Similarly, to use the utils.py module from the model_evaluation subpackage, you can import it as an alias using the following code snippet:

from analytics_utils.model_evaluation import utils as me_utils

# Now you can use functions from the model_evaluation utils module
me_utils.some_model_evaluation_function()

By providing aliases such as dp_utils and me_utils when importing the modules, you can ensure that it is clear which utils.py module you are referring to in your code, avoiding any confusion despite both modules sharing the same name.

In summary, Python’s package system and structured namespace hierarchy enable the seamless organization of modules within packages and subpackages. Thereby, they facilitate the reuse of module names in different contexts without any ambiguity or naming conflicts.
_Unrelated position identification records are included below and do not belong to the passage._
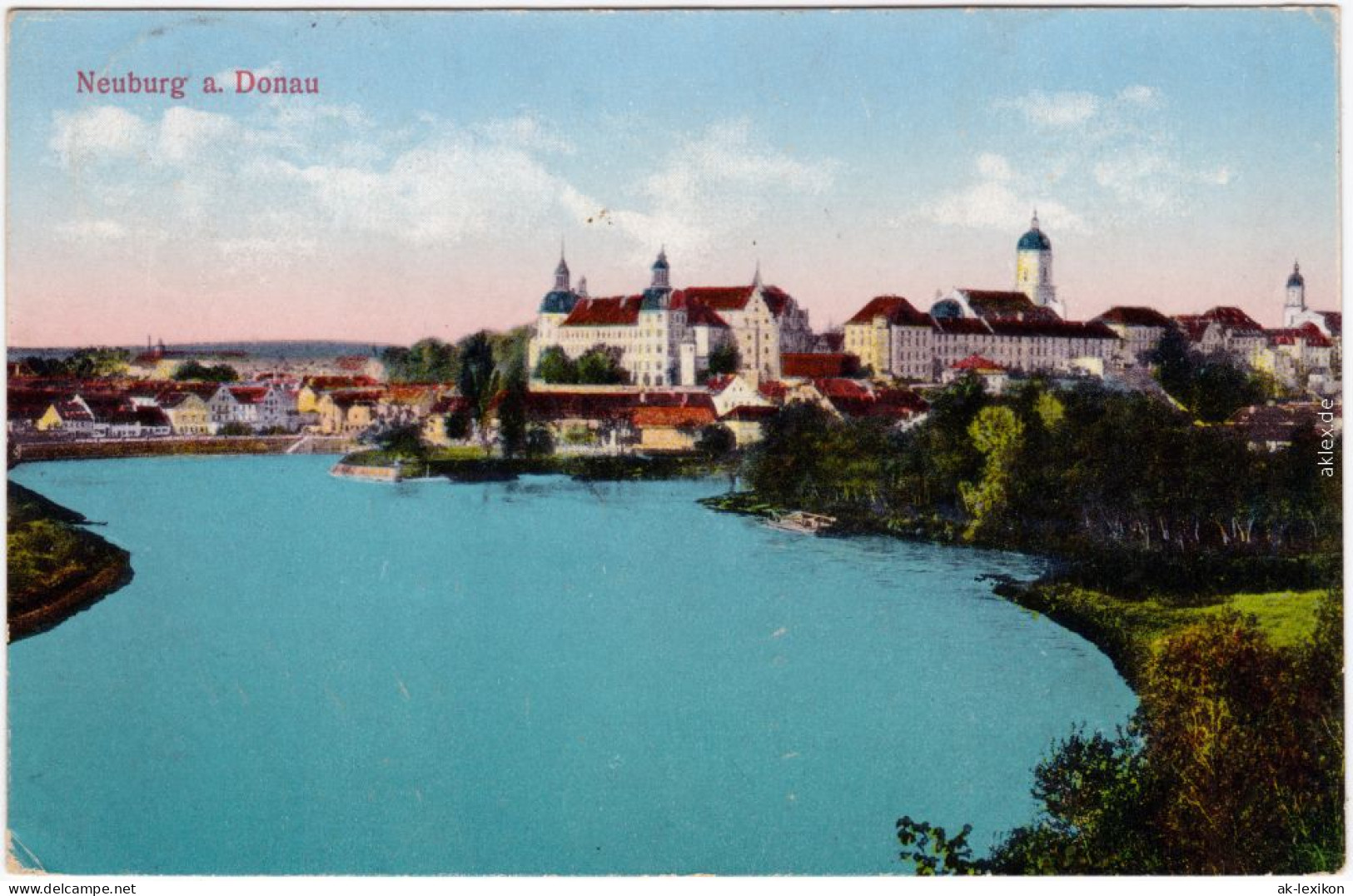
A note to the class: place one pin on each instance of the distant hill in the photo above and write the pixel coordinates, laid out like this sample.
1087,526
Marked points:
283,348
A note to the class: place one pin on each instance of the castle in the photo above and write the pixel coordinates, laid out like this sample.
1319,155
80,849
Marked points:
666,336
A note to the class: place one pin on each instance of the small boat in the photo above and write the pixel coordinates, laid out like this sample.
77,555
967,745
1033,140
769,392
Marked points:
801,521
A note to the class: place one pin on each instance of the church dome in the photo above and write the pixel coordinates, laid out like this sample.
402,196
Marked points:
1035,241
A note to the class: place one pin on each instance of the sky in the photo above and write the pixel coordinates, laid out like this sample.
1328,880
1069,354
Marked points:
1176,157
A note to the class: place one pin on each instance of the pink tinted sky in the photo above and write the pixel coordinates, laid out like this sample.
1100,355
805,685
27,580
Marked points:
1183,177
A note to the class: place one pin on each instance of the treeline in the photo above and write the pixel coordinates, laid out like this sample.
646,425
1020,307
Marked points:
432,361
1233,765
86,363
1115,482
1212,386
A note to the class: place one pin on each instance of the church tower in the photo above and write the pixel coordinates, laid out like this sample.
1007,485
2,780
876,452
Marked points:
1034,268
658,296
1295,303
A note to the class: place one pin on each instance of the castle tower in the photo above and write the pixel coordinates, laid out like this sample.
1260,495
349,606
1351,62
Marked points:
662,271
562,272
658,296
1034,268
1295,302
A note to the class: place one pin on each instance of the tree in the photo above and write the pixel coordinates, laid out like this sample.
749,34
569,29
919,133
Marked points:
716,441
512,411
404,443
428,361
724,359
997,435
476,379
1233,765
198,371
556,367
539,443
599,366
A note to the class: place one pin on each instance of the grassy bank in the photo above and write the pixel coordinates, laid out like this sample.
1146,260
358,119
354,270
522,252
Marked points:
114,448
1130,630
56,567
471,465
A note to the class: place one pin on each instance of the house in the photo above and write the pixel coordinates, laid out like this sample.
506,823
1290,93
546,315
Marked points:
992,376
673,428
747,422
187,413
1140,328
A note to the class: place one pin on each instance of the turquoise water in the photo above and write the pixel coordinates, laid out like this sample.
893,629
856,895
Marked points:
321,675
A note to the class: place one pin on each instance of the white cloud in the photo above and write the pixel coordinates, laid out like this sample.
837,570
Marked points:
186,133
99,133
1140,95
1056,110
716,184
97,231
1000,199
993,167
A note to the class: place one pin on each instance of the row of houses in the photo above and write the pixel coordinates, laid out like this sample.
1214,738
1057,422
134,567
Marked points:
129,409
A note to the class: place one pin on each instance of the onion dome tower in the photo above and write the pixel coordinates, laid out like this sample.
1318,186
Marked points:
1034,268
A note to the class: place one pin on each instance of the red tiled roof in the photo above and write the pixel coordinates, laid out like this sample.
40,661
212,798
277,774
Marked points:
1056,328
818,365
1307,332
839,387
678,416
325,383
719,383
734,298
621,311
751,411
248,394
1004,303
977,363
773,389
697,313
1231,317
894,309
450,405
963,325
1134,316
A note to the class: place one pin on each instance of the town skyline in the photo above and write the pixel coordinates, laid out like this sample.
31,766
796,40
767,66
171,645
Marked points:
425,191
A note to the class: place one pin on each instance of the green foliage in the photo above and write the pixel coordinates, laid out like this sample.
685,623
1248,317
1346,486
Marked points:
1233,765
428,361
86,363
556,367
195,371
404,443
724,359
1211,386
475,379
716,441
599,366
933,852
512,411
539,443
997,435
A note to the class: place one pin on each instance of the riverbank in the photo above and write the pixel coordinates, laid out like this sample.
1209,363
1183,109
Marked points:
471,465
1125,628
1127,631
56,567
112,448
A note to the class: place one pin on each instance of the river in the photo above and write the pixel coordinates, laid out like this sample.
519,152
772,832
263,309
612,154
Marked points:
311,674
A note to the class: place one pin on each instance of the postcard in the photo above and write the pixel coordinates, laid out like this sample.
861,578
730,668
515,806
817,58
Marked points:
567,443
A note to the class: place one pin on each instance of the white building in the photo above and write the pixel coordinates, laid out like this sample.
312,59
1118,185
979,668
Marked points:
666,336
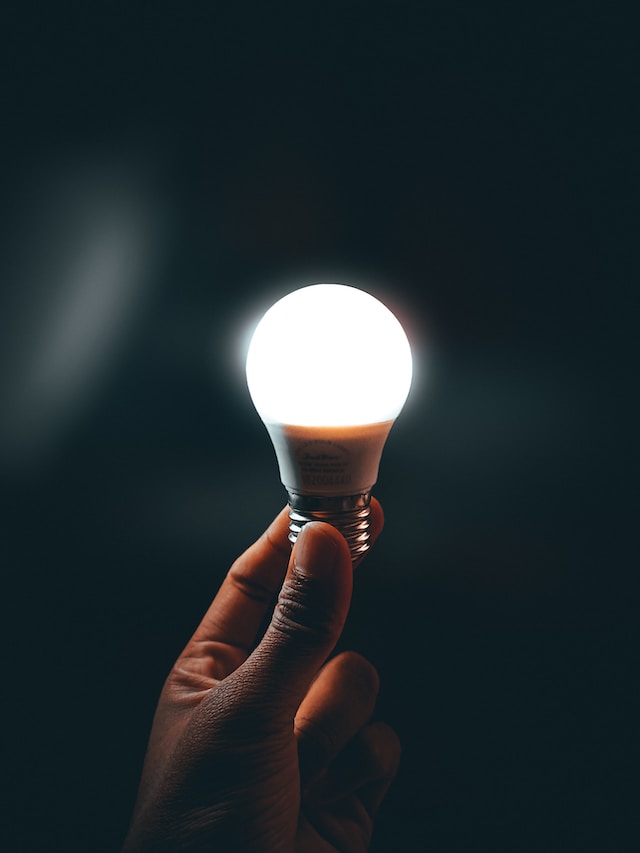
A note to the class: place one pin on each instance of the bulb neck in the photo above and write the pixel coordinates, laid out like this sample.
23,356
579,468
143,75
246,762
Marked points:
348,513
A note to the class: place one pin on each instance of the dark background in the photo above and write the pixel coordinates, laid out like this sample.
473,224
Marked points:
167,171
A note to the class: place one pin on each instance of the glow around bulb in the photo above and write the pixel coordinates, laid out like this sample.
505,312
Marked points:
329,369
351,355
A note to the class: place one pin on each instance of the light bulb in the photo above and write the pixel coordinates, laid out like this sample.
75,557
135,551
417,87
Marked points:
329,369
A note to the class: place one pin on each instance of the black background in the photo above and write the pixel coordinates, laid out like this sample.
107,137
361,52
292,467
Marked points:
473,166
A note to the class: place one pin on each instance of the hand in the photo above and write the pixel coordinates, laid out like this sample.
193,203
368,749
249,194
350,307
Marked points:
268,747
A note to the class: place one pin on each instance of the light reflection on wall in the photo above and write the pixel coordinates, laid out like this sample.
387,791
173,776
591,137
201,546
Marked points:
75,279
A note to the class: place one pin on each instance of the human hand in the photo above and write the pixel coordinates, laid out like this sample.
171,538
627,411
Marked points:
269,747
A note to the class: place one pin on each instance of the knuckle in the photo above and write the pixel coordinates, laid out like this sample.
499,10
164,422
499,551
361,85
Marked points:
301,613
361,674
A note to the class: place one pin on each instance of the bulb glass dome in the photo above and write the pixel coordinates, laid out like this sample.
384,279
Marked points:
329,355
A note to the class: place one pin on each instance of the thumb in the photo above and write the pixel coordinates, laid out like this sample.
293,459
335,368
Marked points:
307,620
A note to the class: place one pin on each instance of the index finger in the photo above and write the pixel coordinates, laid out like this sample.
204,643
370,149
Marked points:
252,583
237,611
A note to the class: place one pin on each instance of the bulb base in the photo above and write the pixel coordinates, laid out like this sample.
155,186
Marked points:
348,513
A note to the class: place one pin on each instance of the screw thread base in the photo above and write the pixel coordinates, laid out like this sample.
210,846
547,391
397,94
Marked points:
349,514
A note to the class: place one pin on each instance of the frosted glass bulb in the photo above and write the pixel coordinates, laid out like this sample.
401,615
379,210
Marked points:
329,417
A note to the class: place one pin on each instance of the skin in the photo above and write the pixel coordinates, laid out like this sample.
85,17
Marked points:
261,741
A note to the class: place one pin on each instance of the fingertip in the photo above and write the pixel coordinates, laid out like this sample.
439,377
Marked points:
318,548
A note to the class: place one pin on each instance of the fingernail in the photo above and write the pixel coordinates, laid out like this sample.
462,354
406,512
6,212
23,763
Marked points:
315,550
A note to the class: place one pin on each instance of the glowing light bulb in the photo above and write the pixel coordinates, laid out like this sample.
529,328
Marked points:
329,416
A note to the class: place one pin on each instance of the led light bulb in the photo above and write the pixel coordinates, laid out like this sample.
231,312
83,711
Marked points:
329,369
You have now gained knowledge about functions and modules, including how to write functions. You have also learned about the practical applications of custom functions, how to access built-in and third-party modules, and how to structure custom modules into packages. Keep reading for the main points to take away from this tutorial.

Key Takeaways

Functions encapsulate reusable logic statements
Modules group related functions/tools into files
Packages provide higher-level collections of modules

Together they allow us to craft extensible and maintainable data applications with clean, shared components.